Pdf::Reader::Markup
A markup extension for the PDF::Reader library.
As well as continuing to support fetching a collection of lines for an individual page in a PDF file, this adds the method formatted_lines which uses HTML-style tags to mark up bold and italic text.
Installation
Add this line to your application's Gemfile:
gem 'pdf-reader-markup'
And then execute:
$ bundle
Or install it yourself as:
$ gem install pdf-reader-markup
Usage
Require the gem in the source file that contains the PDF-handling code:
require 'pdf/reader/markup'
You should now be able to use the custom MarkupPage handler to get back matching plaintext and formatted lines for each page:
pdf = PDF::Reader.new("./spec/sample docs/Dorian_Gray_excerpt.pdf")
page = PDF::Reader::MarkupPage.new(pdf.pages[1])
# slightly modified version of the lines() method
lines_of_plaintext = page.lines()
#the new formatted_line() method
lines_with_markup = page.formatted_lines()

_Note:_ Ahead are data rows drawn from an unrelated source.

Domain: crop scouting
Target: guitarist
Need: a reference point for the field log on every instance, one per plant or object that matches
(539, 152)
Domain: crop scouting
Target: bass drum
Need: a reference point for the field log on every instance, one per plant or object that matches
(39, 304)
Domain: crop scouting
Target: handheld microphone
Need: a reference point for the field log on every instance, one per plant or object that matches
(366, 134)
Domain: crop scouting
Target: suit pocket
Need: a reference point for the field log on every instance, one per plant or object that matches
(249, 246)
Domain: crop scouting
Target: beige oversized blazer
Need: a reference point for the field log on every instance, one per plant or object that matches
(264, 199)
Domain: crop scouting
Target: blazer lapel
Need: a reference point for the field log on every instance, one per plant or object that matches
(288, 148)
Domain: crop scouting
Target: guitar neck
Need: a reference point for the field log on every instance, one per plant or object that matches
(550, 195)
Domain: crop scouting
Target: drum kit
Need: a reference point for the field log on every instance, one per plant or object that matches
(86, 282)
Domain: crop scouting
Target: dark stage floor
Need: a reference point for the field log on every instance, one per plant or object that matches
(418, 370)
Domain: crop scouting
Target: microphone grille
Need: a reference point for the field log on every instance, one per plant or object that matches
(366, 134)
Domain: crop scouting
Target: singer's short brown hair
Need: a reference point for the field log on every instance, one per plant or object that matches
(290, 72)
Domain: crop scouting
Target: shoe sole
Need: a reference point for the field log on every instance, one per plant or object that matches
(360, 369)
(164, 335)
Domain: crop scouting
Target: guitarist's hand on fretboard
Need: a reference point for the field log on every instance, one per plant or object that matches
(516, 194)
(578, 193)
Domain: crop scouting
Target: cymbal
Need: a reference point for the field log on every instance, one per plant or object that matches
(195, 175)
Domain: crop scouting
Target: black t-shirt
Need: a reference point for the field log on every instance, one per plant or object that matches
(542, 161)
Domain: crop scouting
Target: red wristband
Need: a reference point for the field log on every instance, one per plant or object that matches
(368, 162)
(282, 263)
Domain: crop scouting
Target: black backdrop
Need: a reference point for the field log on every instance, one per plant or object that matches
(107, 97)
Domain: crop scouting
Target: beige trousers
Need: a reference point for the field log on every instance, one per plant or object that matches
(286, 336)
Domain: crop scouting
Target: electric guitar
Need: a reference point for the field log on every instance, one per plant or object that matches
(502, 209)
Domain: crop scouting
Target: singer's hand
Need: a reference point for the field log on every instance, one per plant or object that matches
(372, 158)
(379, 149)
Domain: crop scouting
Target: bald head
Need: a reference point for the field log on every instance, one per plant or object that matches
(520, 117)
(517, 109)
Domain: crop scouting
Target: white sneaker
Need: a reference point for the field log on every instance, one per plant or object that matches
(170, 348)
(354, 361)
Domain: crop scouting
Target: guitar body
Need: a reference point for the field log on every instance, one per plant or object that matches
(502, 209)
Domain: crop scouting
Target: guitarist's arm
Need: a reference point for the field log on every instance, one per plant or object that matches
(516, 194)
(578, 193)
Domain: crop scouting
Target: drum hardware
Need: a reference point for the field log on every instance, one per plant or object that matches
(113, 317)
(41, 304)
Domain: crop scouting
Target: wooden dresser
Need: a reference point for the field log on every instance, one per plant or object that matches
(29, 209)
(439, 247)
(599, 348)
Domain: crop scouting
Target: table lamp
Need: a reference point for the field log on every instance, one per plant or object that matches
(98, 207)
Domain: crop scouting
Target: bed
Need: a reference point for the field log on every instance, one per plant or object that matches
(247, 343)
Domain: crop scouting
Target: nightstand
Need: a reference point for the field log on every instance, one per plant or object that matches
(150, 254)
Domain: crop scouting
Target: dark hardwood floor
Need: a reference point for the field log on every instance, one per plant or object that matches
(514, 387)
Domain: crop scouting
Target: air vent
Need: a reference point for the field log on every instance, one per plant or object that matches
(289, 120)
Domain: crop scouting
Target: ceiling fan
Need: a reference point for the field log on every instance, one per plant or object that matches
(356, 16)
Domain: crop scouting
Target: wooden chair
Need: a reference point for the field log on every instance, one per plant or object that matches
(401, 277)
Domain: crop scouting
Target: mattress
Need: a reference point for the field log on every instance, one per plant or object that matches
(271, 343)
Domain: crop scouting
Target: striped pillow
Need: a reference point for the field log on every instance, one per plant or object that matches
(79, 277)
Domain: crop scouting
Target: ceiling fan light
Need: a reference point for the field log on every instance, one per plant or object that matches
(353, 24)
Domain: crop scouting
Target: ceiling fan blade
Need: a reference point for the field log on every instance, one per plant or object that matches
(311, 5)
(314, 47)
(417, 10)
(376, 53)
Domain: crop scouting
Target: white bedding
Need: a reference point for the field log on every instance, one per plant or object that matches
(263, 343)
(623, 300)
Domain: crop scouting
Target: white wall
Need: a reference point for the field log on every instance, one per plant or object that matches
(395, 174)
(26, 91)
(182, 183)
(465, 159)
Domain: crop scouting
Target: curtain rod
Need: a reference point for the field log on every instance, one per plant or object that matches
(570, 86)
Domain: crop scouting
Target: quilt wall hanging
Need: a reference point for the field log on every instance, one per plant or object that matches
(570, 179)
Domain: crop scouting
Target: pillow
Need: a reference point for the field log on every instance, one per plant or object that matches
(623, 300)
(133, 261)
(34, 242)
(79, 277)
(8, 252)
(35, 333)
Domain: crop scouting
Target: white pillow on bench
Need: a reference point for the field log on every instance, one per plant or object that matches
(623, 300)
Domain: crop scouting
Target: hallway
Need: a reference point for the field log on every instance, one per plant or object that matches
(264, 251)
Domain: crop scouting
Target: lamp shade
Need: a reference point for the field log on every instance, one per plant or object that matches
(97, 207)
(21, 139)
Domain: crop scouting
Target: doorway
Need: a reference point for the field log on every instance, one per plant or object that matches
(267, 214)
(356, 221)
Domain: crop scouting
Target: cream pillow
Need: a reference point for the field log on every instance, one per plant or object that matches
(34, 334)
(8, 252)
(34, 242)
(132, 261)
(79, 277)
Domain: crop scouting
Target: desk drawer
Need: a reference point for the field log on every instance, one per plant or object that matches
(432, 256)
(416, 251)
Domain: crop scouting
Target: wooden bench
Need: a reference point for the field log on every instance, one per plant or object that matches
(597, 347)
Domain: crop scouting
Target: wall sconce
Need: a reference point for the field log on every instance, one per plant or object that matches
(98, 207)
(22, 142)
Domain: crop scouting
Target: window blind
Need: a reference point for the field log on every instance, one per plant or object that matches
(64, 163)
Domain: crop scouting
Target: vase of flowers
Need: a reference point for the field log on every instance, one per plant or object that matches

# and not forgetting content() which will return the all the lines as
# a solid block of text
entire_page_text = page.content()
# and its formatted equivalent markup
entired_page_markup = page.markup()
Note that you can still access the original PDF::Reader methods within the
same project by using PDF::Reader::PageTextReceiver
and walking the page,
giving access to the standard content and lines as functionality.
You can also, if you prefer, use the
Reader::MarkupPage::PageBoldItalicReceiver
receiver directly rather than
using the PDF::Reader::MarkupPage wrapper.